CATA is a collaboration between the visual arts, sociology and popular education through the international network WIEGO (Women in Informal Employment: Globalizing and Organizing),and Sheffield University, and the visual artist/photographer VERÔNICA ALKMIM FRANÇA, who has been developing visual art with different groups on topics related to environmental sustainability. This collaboration allows for rich exchanges, therefore, bringing complementary languages closer together. On the one hand, WIEGO researches, supports and monitors the daily activity of the waste pickers, who collect and resignify the waste we produce. On the other hand, these complementary languages were sensitively captured by VERÔNICA ALKMIM FRANÇA.
The need for WIEGO research on climate change emerged in discussions with the BONITAS gender group. The research sought to identify how waste pickers experience, face, reinvent and resist the impacts of one of humanity's greatest challenges – climate change.
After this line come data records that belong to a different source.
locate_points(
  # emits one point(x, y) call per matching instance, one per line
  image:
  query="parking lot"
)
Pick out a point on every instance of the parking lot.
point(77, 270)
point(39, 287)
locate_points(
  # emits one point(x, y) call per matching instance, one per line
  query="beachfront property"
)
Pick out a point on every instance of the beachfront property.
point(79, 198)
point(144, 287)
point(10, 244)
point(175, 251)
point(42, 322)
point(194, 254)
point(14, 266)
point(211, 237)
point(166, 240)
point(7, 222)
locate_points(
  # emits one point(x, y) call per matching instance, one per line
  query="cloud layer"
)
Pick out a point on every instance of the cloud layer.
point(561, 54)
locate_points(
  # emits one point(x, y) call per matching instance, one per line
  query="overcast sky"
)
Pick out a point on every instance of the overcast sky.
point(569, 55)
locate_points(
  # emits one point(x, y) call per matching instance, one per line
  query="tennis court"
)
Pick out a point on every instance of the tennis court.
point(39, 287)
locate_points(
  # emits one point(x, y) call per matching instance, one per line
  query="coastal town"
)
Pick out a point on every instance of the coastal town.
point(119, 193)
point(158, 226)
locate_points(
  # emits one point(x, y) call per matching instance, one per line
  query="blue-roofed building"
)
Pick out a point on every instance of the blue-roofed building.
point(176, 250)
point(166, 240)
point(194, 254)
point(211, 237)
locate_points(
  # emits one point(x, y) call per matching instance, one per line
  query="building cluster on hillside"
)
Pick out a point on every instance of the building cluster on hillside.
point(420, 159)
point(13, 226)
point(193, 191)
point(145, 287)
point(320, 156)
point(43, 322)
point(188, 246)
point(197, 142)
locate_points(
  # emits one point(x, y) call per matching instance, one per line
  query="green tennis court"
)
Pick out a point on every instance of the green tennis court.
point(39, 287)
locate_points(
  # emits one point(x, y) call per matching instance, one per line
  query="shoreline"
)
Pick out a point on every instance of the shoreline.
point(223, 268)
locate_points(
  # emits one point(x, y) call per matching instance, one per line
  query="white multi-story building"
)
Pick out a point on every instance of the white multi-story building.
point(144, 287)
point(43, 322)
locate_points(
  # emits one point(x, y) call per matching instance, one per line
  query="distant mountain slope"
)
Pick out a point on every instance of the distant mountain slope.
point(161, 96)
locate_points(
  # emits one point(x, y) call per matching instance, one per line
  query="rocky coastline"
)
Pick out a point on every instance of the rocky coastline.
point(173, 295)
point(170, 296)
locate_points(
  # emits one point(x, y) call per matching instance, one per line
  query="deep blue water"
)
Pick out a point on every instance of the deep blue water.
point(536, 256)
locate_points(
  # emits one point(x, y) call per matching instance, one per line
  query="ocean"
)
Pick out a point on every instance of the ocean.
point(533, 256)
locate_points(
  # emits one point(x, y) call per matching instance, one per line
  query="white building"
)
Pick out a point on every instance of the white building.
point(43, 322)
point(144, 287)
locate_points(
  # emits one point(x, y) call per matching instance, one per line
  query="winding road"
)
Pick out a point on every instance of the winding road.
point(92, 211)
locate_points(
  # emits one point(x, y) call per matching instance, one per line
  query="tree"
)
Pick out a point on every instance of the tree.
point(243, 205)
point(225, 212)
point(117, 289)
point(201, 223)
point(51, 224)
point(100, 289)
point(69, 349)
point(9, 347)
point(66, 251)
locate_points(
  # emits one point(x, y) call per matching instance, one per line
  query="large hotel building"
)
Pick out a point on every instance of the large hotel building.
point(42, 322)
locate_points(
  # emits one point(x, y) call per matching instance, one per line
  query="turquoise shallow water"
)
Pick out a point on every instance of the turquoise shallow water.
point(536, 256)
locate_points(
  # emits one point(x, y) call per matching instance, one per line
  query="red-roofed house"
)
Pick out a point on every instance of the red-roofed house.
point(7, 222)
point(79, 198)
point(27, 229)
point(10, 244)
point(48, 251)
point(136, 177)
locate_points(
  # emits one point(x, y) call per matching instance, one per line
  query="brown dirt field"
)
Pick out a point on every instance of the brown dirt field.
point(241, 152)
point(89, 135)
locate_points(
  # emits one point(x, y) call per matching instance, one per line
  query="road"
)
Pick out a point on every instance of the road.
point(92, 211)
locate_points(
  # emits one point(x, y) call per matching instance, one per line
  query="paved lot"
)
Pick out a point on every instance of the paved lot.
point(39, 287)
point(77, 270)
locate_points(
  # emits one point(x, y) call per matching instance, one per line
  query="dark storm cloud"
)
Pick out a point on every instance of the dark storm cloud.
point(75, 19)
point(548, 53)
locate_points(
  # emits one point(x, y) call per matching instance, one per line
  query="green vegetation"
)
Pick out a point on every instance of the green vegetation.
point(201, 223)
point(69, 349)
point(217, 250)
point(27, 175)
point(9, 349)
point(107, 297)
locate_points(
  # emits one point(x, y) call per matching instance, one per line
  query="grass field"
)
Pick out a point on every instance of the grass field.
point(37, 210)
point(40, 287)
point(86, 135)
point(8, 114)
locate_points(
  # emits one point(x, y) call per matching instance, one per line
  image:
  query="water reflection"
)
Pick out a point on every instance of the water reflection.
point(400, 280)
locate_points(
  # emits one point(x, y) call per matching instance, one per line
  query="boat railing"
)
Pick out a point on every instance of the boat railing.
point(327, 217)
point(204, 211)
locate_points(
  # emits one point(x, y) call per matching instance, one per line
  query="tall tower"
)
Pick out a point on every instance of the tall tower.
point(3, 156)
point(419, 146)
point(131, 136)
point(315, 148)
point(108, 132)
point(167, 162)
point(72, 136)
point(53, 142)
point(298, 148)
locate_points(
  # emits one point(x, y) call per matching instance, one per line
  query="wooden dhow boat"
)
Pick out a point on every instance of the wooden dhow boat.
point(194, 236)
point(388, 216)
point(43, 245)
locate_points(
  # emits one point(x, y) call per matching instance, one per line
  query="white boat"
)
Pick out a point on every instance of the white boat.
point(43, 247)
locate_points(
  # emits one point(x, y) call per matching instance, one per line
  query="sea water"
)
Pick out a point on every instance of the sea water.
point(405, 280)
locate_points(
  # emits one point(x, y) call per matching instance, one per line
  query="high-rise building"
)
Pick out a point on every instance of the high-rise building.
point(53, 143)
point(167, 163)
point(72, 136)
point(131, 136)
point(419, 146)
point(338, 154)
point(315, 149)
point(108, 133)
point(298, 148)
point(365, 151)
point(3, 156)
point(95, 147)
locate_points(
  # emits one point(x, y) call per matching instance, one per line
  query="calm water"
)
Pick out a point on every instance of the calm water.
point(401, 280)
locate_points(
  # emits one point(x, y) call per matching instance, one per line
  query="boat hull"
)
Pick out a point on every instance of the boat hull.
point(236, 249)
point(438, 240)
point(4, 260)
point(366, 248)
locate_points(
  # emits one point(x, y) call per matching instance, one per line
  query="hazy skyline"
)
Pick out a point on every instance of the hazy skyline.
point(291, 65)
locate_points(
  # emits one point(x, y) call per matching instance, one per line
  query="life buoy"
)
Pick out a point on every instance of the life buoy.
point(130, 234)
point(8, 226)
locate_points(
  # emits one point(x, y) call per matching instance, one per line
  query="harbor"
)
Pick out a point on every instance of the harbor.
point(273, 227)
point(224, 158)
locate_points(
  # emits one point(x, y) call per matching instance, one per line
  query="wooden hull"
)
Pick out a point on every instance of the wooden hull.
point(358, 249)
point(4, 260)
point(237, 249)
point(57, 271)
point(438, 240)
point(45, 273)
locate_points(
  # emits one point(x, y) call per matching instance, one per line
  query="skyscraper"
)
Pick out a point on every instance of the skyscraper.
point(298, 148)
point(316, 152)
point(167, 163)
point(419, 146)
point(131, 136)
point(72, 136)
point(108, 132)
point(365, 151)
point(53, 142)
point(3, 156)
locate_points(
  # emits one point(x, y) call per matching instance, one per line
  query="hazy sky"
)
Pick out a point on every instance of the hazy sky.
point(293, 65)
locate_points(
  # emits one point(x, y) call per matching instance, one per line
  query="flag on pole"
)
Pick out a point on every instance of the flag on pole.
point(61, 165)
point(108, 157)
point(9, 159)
During the CATA project, the waste pickers participated in an image workshop using the
Cyanotype technique in which recyclable waste became raw material for a new experimentation and immersion, whereby the female waste pickers were protagonists in the act of revealing their
own daily lives.
CATA is an instance for reflection and awareness about climate change and the role of female waste pickers in environmental preservation.